Spec Structure — chapter map
Section titled “Spec Structure — chapter map”The spec is organised as a set of standalone chapters. Each is delivered as a standalone unit.
| Chapter | Topic |
|---|---|
00-overview.md | This overview (history, interoperability, namespaces) |
01-default-journey.md | Default journey & maximalism principle |
02-eligibility.md | Eligibility, exclusions, access classes |
03-tos.md | Terms-of-service due diligence |
04-phases-single.md | Single-schema grading areas |
05-phases-selection.md | Selection grading areas |
06-determinism-and-tier.md | Determinism axis + tier (autonomous / group-bound) |
07-scoring-vs-grading.md | Scoring vs. grading separation |
08-grading-model.md | Grading data model (envelope, veto, tier, aging) |
09-security-and-development.md | Security, veto triggers, key hygiene |
10-domain-knowledge.md | Domain knowledge (= the About) |
11-about-convention.md | About as a schema resource |
12-personas-contract.md | Personas contract & Lens concept |
13-skills.md | Skill types, levels, per-skill grading |
14-kanban-data-contract.md | Superseded by 23-index-json.md (salvaged rules only) |
15-versioning-axes.md | Naming grammar (date-before-hash), resolveLatest |
16-selection-lockfile.md | Lock snapshot fields (folded into index.json) |
17-scope-whitelist.md | Scope whitelist (public-only) |
18-flywheel-loop.md | Flywheel = the IN/OUT round-trip |
19-folder-layout.md | Binding folder layout (providers/, selections/, shared-lists/) |
20-entry-point-prompt.md | Entry-point prompt + personas obligation |
21-pre-conditions.md | Pre-condition gate (all members stable) |
22-workbench-island.md | NEW — Workbench island category + IN/OUT round-trip |
23-index-json.md | NEW — index.json rollup (5-status, two natures, member resolution) |
24-selection-aggregate.md | NEW — the 11th area selection-aggregate |
25-harness-and-goal.md | NEW — harness + /goal + surfacing convention |
New in v2
Section titled “New in v2”The following are the headline additions of the v2 break over the 1.0.0/1.1.0 line:
| Item | Content |
|---|---|
| Workbench island category | 22-workbench-island.md — internal verbose names, stripped on mirror-out, IN/OUT round-trip |
index.json rollup | 23-index-json.md — one per namespace/selection; five-status node enum + operational rollup vocabulary; live-rollup + frozen lockSnapshot; member-resolution manifest |
index.schema.json | JSON-Schema for the rollup |
| Eleven grading areas | the per-phase P*/S* model is replaced by eleven areas; the 11th, selection-aggregate (24-selection-aggregate.md), is new |
/goal harness | 25-harness-and-goal.md — transcript-only evaluator + mandatory [GRADING] surfacing convention + idempotent turns |
| Kanban data contract | superseded by index.json; only the audit-trail and irreversible-veto rules are salvaged (14-kanban-data-contract.md) |
What Changed
Section titled “What Changed”2.0.0 is the v2 break.

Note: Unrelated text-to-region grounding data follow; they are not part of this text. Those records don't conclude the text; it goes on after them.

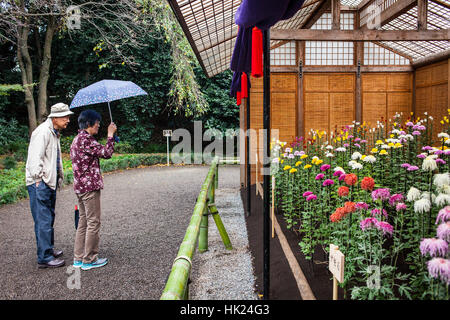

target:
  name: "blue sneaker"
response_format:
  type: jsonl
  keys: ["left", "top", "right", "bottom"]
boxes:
{"left": 81, "top": 257, "right": 108, "bottom": 270}
{"left": 73, "top": 260, "right": 83, "bottom": 268}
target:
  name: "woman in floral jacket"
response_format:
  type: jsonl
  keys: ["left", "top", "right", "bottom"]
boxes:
{"left": 70, "top": 109, "right": 117, "bottom": 270}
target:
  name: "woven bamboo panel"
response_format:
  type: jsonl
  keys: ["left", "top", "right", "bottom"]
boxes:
{"left": 271, "top": 73, "right": 297, "bottom": 92}
{"left": 387, "top": 92, "right": 411, "bottom": 120}
{"left": 271, "top": 92, "right": 297, "bottom": 143}
{"left": 304, "top": 74, "right": 329, "bottom": 92}
{"left": 387, "top": 74, "right": 411, "bottom": 92}
{"left": 329, "top": 74, "right": 354, "bottom": 92}
{"left": 250, "top": 76, "right": 264, "bottom": 93}
{"left": 362, "top": 74, "right": 386, "bottom": 92}
{"left": 330, "top": 92, "right": 355, "bottom": 133}
{"left": 415, "top": 60, "right": 449, "bottom": 135}
{"left": 304, "top": 92, "right": 329, "bottom": 136}
{"left": 362, "top": 92, "right": 387, "bottom": 125}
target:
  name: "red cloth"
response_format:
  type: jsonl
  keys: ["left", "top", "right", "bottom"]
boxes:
{"left": 241, "top": 72, "right": 248, "bottom": 98}
{"left": 236, "top": 91, "right": 241, "bottom": 106}
{"left": 251, "top": 27, "right": 263, "bottom": 78}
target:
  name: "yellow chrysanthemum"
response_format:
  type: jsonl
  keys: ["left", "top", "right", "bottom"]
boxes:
{"left": 388, "top": 142, "right": 395, "bottom": 148}
{"left": 289, "top": 168, "right": 297, "bottom": 174}
{"left": 283, "top": 165, "right": 291, "bottom": 171}
{"left": 394, "top": 143, "right": 402, "bottom": 148}
{"left": 300, "top": 154, "right": 308, "bottom": 159}
{"left": 379, "top": 150, "right": 388, "bottom": 155}
{"left": 303, "top": 164, "right": 312, "bottom": 170}
{"left": 311, "top": 158, "right": 317, "bottom": 164}
{"left": 315, "top": 159, "right": 323, "bottom": 165}
{"left": 280, "top": 159, "right": 284, "bottom": 164}
{"left": 376, "top": 140, "right": 383, "bottom": 145}
{"left": 295, "top": 161, "right": 302, "bottom": 167}
{"left": 361, "top": 155, "right": 366, "bottom": 160}
{"left": 371, "top": 148, "right": 379, "bottom": 154}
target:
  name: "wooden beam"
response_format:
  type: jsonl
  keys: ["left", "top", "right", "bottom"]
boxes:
{"left": 331, "top": 0, "right": 340, "bottom": 30}
{"left": 297, "top": 41, "right": 305, "bottom": 138}
{"left": 270, "top": 65, "right": 413, "bottom": 73}
{"left": 412, "top": 49, "right": 450, "bottom": 68}
{"left": 270, "top": 29, "right": 450, "bottom": 41}
{"left": 355, "top": 42, "right": 363, "bottom": 123}
{"left": 302, "top": 0, "right": 331, "bottom": 29}
{"left": 430, "top": 0, "right": 450, "bottom": 10}
{"left": 359, "top": 0, "right": 417, "bottom": 29}
{"left": 417, "top": 0, "right": 428, "bottom": 31}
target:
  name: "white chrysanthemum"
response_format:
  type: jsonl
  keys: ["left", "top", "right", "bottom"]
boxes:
{"left": 326, "top": 145, "right": 334, "bottom": 150}
{"left": 351, "top": 152, "right": 362, "bottom": 160}
{"left": 407, "top": 187, "right": 421, "bottom": 202}
{"left": 363, "top": 155, "right": 376, "bottom": 163}
{"left": 335, "top": 147, "right": 346, "bottom": 152}
{"left": 434, "top": 173, "right": 450, "bottom": 188}
{"left": 439, "top": 184, "right": 450, "bottom": 195}
{"left": 352, "top": 162, "right": 363, "bottom": 170}
{"left": 381, "top": 144, "right": 390, "bottom": 149}
{"left": 445, "top": 139, "right": 450, "bottom": 145}
{"left": 438, "top": 132, "right": 450, "bottom": 139}
{"left": 422, "top": 156, "right": 438, "bottom": 171}
{"left": 421, "top": 192, "right": 436, "bottom": 203}
{"left": 334, "top": 166, "right": 345, "bottom": 173}
{"left": 435, "top": 193, "right": 450, "bottom": 207}
{"left": 414, "top": 198, "right": 431, "bottom": 214}
{"left": 325, "top": 152, "right": 334, "bottom": 158}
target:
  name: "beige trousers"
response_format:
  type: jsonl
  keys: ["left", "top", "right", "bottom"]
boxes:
{"left": 74, "top": 190, "right": 101, "bottom": 264}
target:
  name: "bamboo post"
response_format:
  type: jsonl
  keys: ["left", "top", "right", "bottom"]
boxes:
{"left": 161, "top": 157, "right": 218, "bottom": 300}
{"left": 333, "top": 276, "right": 338, "bottom": 300}
{"left": 198, "top": 205, "right": 208, "bottom": 253}
{"left": 208, "top": 204, "right": 233, "bottom": 250}
{"left": 256, "top": 153, "right": 259, "bottom": 195}
{"left": 271, "top": 175, "right": 275, "bottom": 238}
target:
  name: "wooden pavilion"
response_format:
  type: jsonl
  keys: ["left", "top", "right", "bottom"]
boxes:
{"left": 168, "top": 0, "right": 449, "bottom": 186}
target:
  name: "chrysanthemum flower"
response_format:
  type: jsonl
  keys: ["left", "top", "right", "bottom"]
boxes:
{"left": 300, "top": 154, "right": 308, "bottom": 159}
{"left": 371, "top": 208, "right": 388, "bottom": 218}
{"left": 295, "top": 161, "right": 302, "bottom": 167}
{"left": 414, "top": 198, "right": 431, "bottom": 214}
{"left": 283, "top": 165, "right": 292, "bottom": 171}
{"left": 323, "top": 179, "right": 334, "bottom": 187}
{"left": 361, "top": 177, "right": 375, "bottom": 191}
{"left": 401, "top": 163, "right": 411, "bottom": 168}
{"left": 303, "top": 164, "right": 312, "bottom": 170}
{"left": 422, "top": 156, "right": 438, "bottom": 172}
{"left": 371, "top": 188, "right": 390, "bottom": 201}
{"left": 289, "top": 168, "right": 297, "bottom": 174}
{"left": 407, "top": 187, "right": 421, "bottom": 201}
{"left": 338, "top": 186, "right": 349, "bottom": 197}
{"left": 420, "top": 238, "right": 448, "bottom": 257}
{"left": 389, "top": 193, "right": 404, "bottom": 206}
{"left": 320, "top": 164, "right": 331, "bottom": 171}
{"left": 363, "top": 155, "right": 376, "bottom": 163}
{"left": 379, "top": 150, "right": 388, "bottom": 155}
{"left": 344, "top": 173, "right": 358, "bottom": 186}
{"left": 436, "top": 206, "right": 450, "bottom": 224}
{"left": 407, "top": 165, "right": 419, "bottom": 171}
{"left": 396, "top": 202, "right": 407, "bottom": 211}
{"left": 306, "top": 194, "right": 317, "bottom": 201}
{"left": 303, "top": 191, "right": 313, "bottom": 197}
{"left": 427, "top": 258, "right": 450, "bottom": 285}
{"left": 437, "top": 222, "right": 450, "bottom": 241}
{"left": 315, "top": 173, "right": 325, "bottom": 180}
{"left": 375, "top": 221, "right": 394, "bottom": 236}
{"left": 351, "top": 152, "right": 362, "bottom": 160}
{"left": 355, "top": 202, "right": 369, "bottom": 211}
{"left": 434, "top": 193, "right": 450, "bottom": 207}
{"left": 344, "top": 201, "right": 356, "bottom": 213}
{"left": 360, "top": 217, "right": 378, "bottom": 231}
{"left": 333, "top": 170, "right": 344, "bottom": 177}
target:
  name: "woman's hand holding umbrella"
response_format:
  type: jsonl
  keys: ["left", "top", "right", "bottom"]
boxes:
{"left": 107, "top": 122, "right": 117, "bottom": 139}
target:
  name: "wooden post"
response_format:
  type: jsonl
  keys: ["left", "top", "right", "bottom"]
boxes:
{"left": 256, "top": 153, "right": 259, "bottom": 195}
{"left": 271, "top": 175, "right": 275, "bottom": 238}
{"left": 331, "top": 0, "right": 341, "bottom": 30}
{"left": 355, "top": 42, "right": 363, "bottom": 123}
{"left": 297, "top": 41, "right": 305, "bottom": 138}
{"left": 333, "top": 276, "right": 338, "bottom": 300}
{"left": 417, "top": 0, "right": 428, "bottom": 31}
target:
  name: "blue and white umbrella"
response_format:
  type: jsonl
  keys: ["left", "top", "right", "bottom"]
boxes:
{"left": 70, "top": 79, "right": 148, "bottom": 122}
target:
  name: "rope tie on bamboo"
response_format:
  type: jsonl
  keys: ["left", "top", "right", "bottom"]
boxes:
{"left": 173, "top": 255, "right": 192, "bottom": 268}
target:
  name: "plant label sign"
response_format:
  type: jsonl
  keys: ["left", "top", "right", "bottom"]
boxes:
{"left": 163, "top": 130, "right": 172, "bottom": 137}
{"left": 329, "top": 244, "right": 345, "bottom": 283}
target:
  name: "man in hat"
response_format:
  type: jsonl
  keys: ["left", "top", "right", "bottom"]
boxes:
{"left": 26, "top": 103, "right": 74, "bottom": 268}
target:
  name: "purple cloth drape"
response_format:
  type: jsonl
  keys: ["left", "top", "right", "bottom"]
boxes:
{"left": 229, "top": 0, "right": 305, "bottom": 97}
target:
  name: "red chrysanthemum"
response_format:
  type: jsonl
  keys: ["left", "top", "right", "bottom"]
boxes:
{"left": 338, "top": 186, "right": 349, "bottom": 197}
{"left": 344, "top": 173, "right": 358, "bottom": 186}
{"left": 344, "top": 201, "right": 356, "bottom": 214}
{"left": 361, "top": 176, "right": 375, "bottom": 191}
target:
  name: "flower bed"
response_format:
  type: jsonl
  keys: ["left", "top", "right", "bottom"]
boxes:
{"left": 271, "top": 112, "right": 450, "bottom": 299}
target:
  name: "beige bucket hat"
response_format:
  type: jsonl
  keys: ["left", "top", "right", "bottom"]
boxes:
{"left": 47, "top": 103, "right": 74, "bottom": 118}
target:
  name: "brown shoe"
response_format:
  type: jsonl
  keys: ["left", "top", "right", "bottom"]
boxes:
{"left": 38, "top": 258, "right": 65, "bottom": 269}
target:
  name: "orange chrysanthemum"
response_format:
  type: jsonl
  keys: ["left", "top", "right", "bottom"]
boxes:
{"left": 344, "top": 173, "right": 358, "bottom": 186}
{"left": 361, "top": 176, "right": 375, "bottom": 191}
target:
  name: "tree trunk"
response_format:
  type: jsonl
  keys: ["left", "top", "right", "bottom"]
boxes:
{"left": 17, "top": 25, "right": 37, "bottom": 135}
{"left": 37, "top": 17, "right": 57, "bottom": 123}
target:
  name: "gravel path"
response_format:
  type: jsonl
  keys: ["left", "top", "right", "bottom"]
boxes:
{"left": 0, "top": 164, "right": 256, "bottom": 300}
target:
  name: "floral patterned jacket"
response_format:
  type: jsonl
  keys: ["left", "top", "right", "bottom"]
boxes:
{"left": 70, "top": 130, "right": 115, "bottom": 194}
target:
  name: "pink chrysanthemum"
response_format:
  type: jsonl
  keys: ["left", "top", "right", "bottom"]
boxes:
{"left": 315, "top": 173, "right": 325, "bottom": 180}
{"left": 427, "top": 258, "right": 450, "bottom": 285}
{"left": 320, "top": 164, "right": 331, "bottom": 172}
{"left": 420, "top": 238, "right": 448, "bottom": 257}
{"left": 360, "top": 217, "right": 378, "bottom": 231}
{"left": 322, "top": 179, "right": 334, "bottom": 187}
{"left": 436, "top": 206, "right": 450, "bottom": 224}
{"left": 355, "top": 202, "right": 369, "bottom": 211}
{"left": 396, "top": 202, "right": 407, "bottom": 211}
{"left": 306, "top": 194, "right": 317, "bottom": 201}
{"left": 371, "top": 188, "right": 390, "bottom": 201}
{"left": 376, "top": 221, "right": 393, "bottom": 236}
{"left": 436, "top": 222, "right": 450, "bottom": 242}
{"left": 371, "top": 208, "right": 388, "bottom": 218}
{"left": 303, "top": 191, "right": 313, "bottom": 198}
{"left": 389, "top": 193, "right": 404, "bottom": 206}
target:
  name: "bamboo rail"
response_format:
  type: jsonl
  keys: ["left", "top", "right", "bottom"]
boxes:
{"left": 160, "top": 157, "right": 232, "bottom": 300}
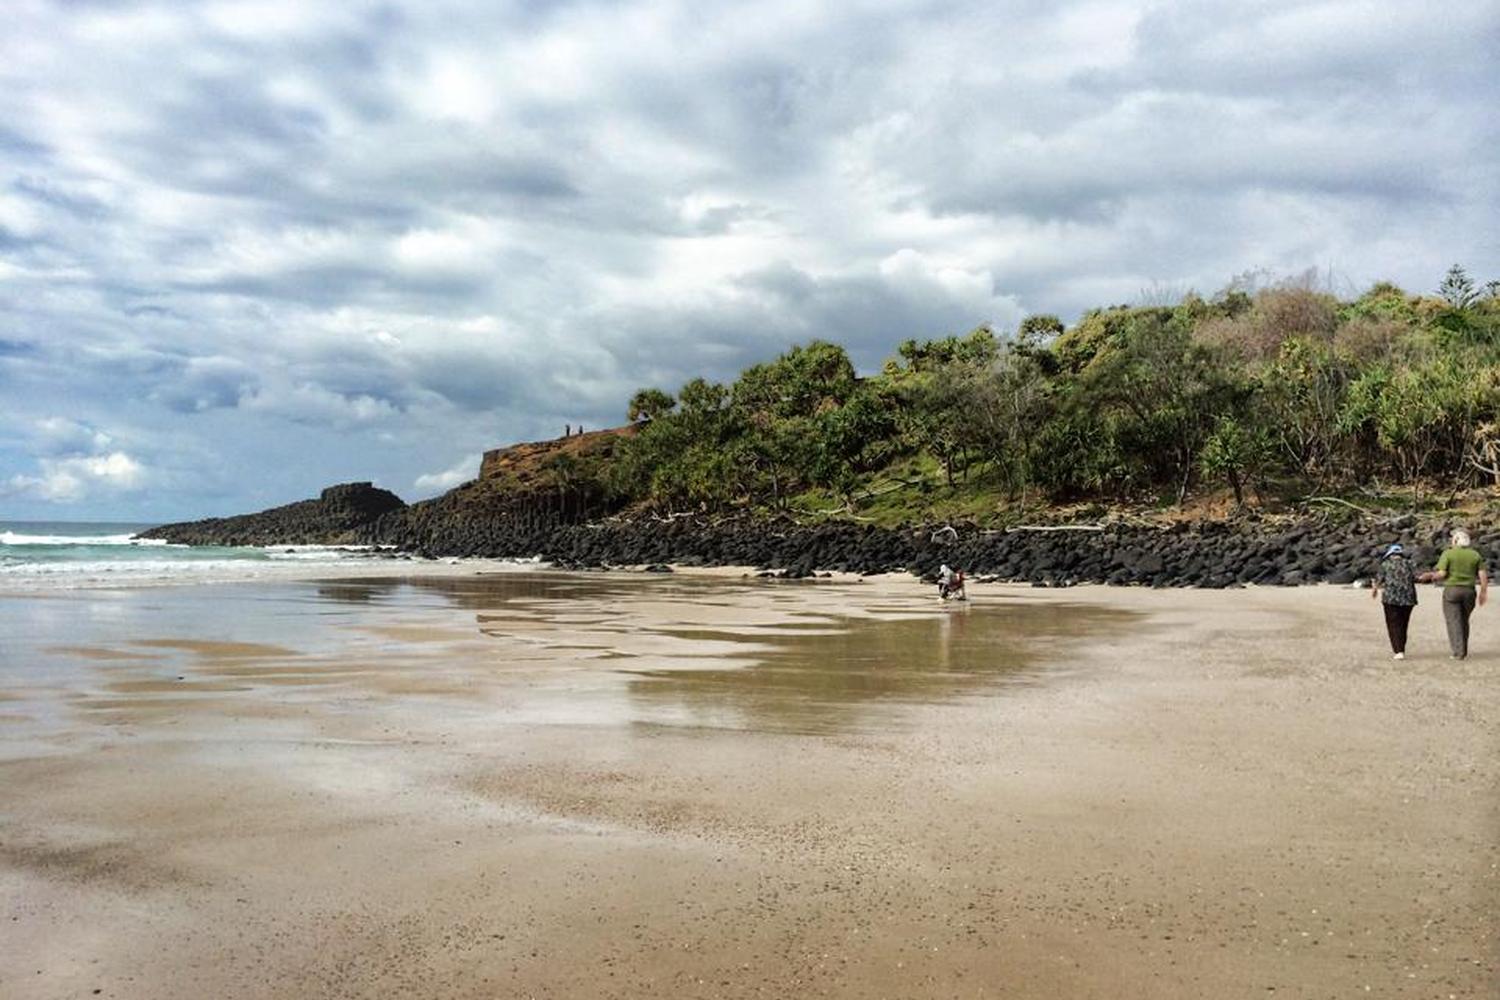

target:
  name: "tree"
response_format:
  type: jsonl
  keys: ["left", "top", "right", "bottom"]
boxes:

The earlier 1.0.0/1.1.0 line was a short-lived experiment; v2 reorganises grading around eleven areas, a five-status model, the workbench island, the derived index.json rollup, and a /goal-driven harness. Breaking changes are permitted; there is no backwards-compatibility promise toward the 1.0.0/1.1.0 phase model (P1–P7 / S1–S4). See CHANGELOG.md for the version history.
Out of Scope for gradingSpec/2.0.0
Section titled “Out of Scope for gradingSpec/2.0.0”- The GitHub Kanban wiring (columns, board UI) — superseded by
index.json; not part of this spec. - The actual grading-module and CLI implementation — derived from this spec, delivered in the grading and CLI repositories.
- Migration tooling for legacy 1.0.0/1.1.0 gradings — those are treated as legacy.